The correspondence “basically looks at their friendship over the years, and their personal lives,” says Lexi. “May Sarton’s writing is beautiful.”

Lexi has been reading some of Sarton’s poetry from a collection published by Bauhan in 1967, As Does New Hampshire. Now she’s interested in her novels as well, because Sarton discusses the writing process in the letters. “A lot of times what she’s saying is, ‘I hate what I’m writing right now; it’s terrible and no one is going to like it,’” Lexi says. “That sounds like any author that I know.” It’s also a sentiment that Lexi, as a writer herself, finds reassuring. “Even people who are well respected or revered as writers have doubts,” she says.

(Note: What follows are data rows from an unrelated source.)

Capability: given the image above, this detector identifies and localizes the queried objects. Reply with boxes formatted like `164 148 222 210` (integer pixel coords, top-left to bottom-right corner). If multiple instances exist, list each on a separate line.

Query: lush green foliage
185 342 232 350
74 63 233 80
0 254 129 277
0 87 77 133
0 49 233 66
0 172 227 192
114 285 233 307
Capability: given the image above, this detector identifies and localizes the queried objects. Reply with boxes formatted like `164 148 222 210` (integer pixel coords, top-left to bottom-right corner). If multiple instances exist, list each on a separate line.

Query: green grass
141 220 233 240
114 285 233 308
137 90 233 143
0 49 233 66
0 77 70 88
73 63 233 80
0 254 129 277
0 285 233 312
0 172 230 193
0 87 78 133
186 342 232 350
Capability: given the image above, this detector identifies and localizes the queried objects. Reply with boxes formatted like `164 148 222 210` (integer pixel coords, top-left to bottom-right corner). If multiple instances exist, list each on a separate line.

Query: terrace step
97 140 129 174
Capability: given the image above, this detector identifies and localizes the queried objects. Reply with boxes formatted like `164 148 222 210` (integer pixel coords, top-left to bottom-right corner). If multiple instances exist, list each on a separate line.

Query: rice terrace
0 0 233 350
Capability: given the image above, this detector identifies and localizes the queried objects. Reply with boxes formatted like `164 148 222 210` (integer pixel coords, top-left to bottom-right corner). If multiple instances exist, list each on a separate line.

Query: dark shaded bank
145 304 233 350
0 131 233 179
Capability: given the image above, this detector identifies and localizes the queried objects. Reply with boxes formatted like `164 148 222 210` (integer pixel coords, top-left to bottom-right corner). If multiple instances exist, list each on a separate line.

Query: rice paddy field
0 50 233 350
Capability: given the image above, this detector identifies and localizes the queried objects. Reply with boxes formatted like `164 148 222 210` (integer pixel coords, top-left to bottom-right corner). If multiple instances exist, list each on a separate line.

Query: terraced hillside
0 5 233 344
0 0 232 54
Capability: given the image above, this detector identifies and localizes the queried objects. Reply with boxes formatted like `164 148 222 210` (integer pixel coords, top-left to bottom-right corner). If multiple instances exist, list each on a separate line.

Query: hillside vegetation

She’s had the opportunity to post some of Sarton’s poetry on Bauhan Publishing’s social media accounts – another of her jobs is to post a poem from a poet published by Bauhan every day in April, which is poetry month.

In addition, she’s also helped to process entries into the company’s essay collection contest, going through them to ensure that all are anonymous and follow the guidelines before they were sent on to the contest judge.

“We love our Keene State interns,” says publisher Sarah Bauhan, who has worked over the years with a number of students from English Professor Kate Tirabassi’s Writing/Publishing Internship course. “They’re smart and motivated and eager to learn.”